Three distinct approaches were taken to collect data from the participants; namely, a short written personal information questionnaire done either by the participants or by me (depending on their literacy skills); semi-structured personal interviews; and focus group discussions. In addition, I collected data from my own involvement in the research process, in the form of extensive field notes and a journal, which I kept to record my thoughts and discoveries, my ideas for how the project should proceed, and electronic exchanges about the project that I had with colleagues and supervisors.

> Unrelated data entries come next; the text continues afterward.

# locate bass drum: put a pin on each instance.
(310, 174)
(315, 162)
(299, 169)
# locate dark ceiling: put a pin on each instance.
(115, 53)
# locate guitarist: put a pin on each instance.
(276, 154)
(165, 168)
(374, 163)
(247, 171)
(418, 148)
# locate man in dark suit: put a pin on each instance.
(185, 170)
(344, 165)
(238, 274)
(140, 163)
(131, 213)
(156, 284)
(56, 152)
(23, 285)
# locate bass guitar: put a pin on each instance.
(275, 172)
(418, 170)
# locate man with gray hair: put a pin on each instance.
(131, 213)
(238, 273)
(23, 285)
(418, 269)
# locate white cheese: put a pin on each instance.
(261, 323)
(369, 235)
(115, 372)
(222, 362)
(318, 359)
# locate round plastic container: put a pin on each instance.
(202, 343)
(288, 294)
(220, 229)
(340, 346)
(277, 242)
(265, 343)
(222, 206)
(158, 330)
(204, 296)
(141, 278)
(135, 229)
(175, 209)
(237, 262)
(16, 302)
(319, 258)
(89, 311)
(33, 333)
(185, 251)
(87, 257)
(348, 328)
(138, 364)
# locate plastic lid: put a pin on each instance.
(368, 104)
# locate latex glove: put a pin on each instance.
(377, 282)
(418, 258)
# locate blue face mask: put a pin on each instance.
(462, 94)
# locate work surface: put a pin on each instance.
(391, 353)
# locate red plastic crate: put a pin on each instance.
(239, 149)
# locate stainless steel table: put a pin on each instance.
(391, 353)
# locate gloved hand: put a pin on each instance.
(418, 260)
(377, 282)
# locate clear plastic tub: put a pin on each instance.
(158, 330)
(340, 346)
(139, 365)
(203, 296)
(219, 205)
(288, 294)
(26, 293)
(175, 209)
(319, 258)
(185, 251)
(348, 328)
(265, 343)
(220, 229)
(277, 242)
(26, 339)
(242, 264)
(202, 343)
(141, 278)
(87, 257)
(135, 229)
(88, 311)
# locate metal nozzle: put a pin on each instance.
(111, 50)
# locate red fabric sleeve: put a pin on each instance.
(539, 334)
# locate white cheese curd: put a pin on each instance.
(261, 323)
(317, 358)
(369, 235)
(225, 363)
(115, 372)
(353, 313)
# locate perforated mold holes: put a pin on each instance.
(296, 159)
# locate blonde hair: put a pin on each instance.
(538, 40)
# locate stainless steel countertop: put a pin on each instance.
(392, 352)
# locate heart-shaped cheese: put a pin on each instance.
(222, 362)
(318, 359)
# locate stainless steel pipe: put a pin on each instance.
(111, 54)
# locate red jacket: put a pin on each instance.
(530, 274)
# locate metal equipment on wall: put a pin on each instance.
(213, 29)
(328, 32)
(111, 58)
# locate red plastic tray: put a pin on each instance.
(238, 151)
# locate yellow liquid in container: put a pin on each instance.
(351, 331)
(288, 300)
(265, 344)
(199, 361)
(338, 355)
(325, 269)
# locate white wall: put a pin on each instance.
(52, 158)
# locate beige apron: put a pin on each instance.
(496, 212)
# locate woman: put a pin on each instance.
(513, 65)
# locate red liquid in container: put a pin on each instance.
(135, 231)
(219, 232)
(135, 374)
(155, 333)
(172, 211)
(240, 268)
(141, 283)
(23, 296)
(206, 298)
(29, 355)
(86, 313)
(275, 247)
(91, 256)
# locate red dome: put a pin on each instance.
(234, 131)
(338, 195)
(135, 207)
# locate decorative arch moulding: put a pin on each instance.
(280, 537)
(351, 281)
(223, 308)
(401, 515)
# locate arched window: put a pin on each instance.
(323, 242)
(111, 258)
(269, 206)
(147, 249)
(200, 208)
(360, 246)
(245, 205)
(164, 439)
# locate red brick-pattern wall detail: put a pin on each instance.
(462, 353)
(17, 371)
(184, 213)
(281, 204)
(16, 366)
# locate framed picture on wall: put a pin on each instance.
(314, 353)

During the initial phone contact, I gave participants a brief summary of the research project and objectives and addressed any general questions. I offered participants interview appointments at their convenience and the majority indicated a preference to be interviewed in their homes as well as their ESOL classrooms after class hours. One of the participants preferred to sit in her car while waiting to pick up her daughter from school in the car park. Incidentally, I was also able to interview a woman travelling from Heathrow to India on our flight to Mumbai. As the sole researcher I interviewed all participants in the study. All interviews were conducted face-to-face and were audio taped with the expressed and voluntary consent of the participant. The first interview was an open-ended
unstructured interview and lasted between 60 and 90 minutes (see M: Protocol for Interviews, p. 256). Participants were asked to respond to the following question: "Tell me about your migration to England? What prompted the move? How did you feel about it?” Minimal prompts (i.e., tell me more ....) were used to encourage participant stories.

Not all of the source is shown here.